I currently have this error happening inside the loop, related to the dimensionality of the hidden state of my GRU unit:

 File "../envs/new_torch_generation.py", line 228, in <module>
    pi_clip, p_pi, value_out, state_out=agent.get_action(rnn_in_, state_in_)
  File "../envs/new_torch_generation.py", line 136, in get_action
    output, state_out = self.model(rnn_in, state_in)
...
 File "/home/rohitkumar/.conda/envs/october/lib/python3.6/site-packages/torch/nn/modules/rnn.py", line 226, in check_hidden_size
    raise RuntimeError(msg.format(expected_hidden_size, list(hx.size())))
RuntimeError: Expected hidden size (1, 1, 256), got [1, 256, 256]

This error appears solely during the second iteration (ep=1), whereas the initial iteration runs smoothly with state_in_ having a shape of torch.Size([1, 256, 256]), and state_out with a shape of torch.Size([256, 1, 256]). To resolve this discrepancy, I perform tensor reshaping via dimension permutation prior to supplying the updated state back into the GRU for the next iteration.

Could someone help me spot the error?
Is the expected hidden size changing between 2 iterations?
Is there a problem with my GRU Cell definition/Tensor shapes?
Am I handling the improper output from the GRU cell among its two possible returns?

@ptrblck Hey, any chance you could help me on this?

I don’t fully understand your use case and code.
E.g. in SharedNetwork you are using:

    def forward(self, x, state_in):
        gru_out, _ = self.gru(x, state_in)
        dense_out = self.mlp(gru_out[:, -1, :])
        return dense_out, gru_out

which is assigned as:

output, state_out = self.model(rnn_in, state_in)

claiming gru_out (the original output of the GRU) is the state, which is not the case and a bit confusing.
Note that state_out has the shape [batch_size, seq_len, out_features], i.e. [256, 1, 256]. Later you are permuting it via:

state_in_=state_out.permute(1,0,2)

which creates a tensor in the shape [seq_len=1, batch_size=256, features=256].
However, rnn_in_ was unsqueezed to [1, 256, 2] and does fit into the expected shape anymore.
I assume you wanted to unsqueeze the seq_len dimension instead of the batch dimension in rnn_in_, so this should work:

rnn_in_= torch.clone(pi_clip).unsqueeze(1)

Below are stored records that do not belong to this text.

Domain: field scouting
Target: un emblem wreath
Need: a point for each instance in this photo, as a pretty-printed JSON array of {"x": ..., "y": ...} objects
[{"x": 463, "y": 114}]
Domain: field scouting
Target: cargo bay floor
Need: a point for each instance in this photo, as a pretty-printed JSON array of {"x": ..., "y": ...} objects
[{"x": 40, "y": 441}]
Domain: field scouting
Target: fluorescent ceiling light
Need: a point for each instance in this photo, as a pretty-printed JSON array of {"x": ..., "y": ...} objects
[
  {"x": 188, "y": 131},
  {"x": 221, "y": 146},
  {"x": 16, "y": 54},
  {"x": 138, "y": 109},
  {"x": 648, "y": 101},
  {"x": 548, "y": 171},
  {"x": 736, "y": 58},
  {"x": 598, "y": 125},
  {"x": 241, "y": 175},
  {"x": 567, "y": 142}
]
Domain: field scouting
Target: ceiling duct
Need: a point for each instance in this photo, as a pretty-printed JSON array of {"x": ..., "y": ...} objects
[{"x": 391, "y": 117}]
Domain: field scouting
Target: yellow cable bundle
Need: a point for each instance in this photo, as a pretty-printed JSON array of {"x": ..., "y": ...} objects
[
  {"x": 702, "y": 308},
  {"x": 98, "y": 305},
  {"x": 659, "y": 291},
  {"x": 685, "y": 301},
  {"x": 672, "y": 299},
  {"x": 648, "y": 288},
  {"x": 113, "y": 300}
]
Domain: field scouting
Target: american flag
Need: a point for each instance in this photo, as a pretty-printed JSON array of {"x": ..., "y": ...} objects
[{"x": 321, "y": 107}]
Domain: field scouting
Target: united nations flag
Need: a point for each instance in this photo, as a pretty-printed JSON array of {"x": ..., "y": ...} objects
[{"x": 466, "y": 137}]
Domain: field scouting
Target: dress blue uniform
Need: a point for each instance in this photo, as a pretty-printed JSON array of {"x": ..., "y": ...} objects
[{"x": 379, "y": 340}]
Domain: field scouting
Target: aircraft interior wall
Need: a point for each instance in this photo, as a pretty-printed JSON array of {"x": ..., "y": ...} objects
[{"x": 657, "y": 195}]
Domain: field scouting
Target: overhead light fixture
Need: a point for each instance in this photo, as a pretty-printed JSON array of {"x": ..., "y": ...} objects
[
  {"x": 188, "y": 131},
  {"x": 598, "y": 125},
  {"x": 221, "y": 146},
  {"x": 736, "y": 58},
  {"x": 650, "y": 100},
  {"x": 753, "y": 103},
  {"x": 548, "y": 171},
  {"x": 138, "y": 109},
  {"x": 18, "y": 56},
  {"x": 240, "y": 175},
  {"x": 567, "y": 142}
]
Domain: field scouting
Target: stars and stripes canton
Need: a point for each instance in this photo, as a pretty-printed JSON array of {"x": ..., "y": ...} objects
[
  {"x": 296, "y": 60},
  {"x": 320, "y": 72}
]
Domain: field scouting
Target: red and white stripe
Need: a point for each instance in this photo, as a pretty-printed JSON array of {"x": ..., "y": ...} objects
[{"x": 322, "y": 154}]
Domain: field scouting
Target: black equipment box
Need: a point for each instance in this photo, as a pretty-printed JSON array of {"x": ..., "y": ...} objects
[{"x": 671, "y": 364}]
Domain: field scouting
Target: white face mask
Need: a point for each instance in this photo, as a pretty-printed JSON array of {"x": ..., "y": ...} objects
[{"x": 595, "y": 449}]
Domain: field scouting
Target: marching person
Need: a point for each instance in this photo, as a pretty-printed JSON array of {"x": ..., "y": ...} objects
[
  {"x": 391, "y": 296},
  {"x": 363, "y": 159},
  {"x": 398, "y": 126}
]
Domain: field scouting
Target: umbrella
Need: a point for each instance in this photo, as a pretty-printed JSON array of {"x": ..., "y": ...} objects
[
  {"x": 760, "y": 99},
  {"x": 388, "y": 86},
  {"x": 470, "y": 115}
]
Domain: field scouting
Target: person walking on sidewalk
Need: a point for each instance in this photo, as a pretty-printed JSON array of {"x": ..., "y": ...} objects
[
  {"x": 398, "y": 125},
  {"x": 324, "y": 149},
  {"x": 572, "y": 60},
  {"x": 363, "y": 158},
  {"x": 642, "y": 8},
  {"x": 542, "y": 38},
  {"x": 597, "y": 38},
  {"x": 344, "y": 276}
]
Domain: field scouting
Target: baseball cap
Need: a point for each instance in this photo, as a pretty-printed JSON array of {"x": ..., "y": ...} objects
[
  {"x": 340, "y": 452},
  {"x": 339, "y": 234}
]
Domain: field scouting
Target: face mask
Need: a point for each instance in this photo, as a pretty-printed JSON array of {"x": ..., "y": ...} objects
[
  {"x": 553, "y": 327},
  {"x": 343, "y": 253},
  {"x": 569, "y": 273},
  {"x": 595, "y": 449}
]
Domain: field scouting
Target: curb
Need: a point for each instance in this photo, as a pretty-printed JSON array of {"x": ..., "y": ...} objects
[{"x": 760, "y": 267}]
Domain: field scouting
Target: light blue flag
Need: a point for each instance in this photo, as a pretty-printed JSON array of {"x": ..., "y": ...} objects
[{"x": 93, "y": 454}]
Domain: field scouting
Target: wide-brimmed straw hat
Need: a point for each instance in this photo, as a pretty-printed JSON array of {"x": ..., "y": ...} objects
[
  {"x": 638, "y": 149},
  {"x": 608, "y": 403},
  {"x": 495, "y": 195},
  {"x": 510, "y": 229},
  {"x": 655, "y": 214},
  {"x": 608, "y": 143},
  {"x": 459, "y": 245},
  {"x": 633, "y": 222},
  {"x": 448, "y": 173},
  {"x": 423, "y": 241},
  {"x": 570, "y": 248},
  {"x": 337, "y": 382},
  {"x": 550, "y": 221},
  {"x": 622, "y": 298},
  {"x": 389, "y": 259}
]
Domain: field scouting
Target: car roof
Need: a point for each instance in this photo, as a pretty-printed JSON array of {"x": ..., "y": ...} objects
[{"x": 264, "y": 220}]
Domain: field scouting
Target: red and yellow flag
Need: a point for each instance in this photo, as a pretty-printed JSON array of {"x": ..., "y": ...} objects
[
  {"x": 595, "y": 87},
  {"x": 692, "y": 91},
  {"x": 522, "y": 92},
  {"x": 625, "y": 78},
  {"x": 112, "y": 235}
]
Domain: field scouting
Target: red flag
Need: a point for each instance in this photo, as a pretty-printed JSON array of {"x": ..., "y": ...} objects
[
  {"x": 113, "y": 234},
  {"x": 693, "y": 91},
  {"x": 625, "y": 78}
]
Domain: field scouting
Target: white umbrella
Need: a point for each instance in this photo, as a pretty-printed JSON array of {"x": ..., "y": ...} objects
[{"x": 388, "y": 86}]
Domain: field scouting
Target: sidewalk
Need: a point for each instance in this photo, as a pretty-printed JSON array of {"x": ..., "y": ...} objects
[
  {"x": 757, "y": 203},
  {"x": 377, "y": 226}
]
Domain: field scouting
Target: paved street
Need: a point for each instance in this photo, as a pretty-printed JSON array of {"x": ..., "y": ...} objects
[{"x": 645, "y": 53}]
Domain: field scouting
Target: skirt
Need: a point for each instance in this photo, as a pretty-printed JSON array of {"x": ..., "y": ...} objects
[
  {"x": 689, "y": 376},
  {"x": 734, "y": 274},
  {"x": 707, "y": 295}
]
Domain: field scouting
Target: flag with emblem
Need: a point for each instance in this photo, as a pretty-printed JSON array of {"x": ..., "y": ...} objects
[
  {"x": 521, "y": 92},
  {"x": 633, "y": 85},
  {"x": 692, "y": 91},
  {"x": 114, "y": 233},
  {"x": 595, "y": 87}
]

However, make sure the actual dimensions are treated as expected.

Thank you! It does work.

However, now I am wondering which one of the 2 returns of the GRU I should actually be dealing with.
I thought that passing gru_out[:, -1, :] was actually the same as using h_n but I may have not understood correctly the GRU cell usage.
My goal is indeed is to pass the hidden state iteratively to the GRU during the 32 iterations (1 state of 256 values per RF pulse, knowing there is 256 RF pulses).

Does my actual implementation make sense?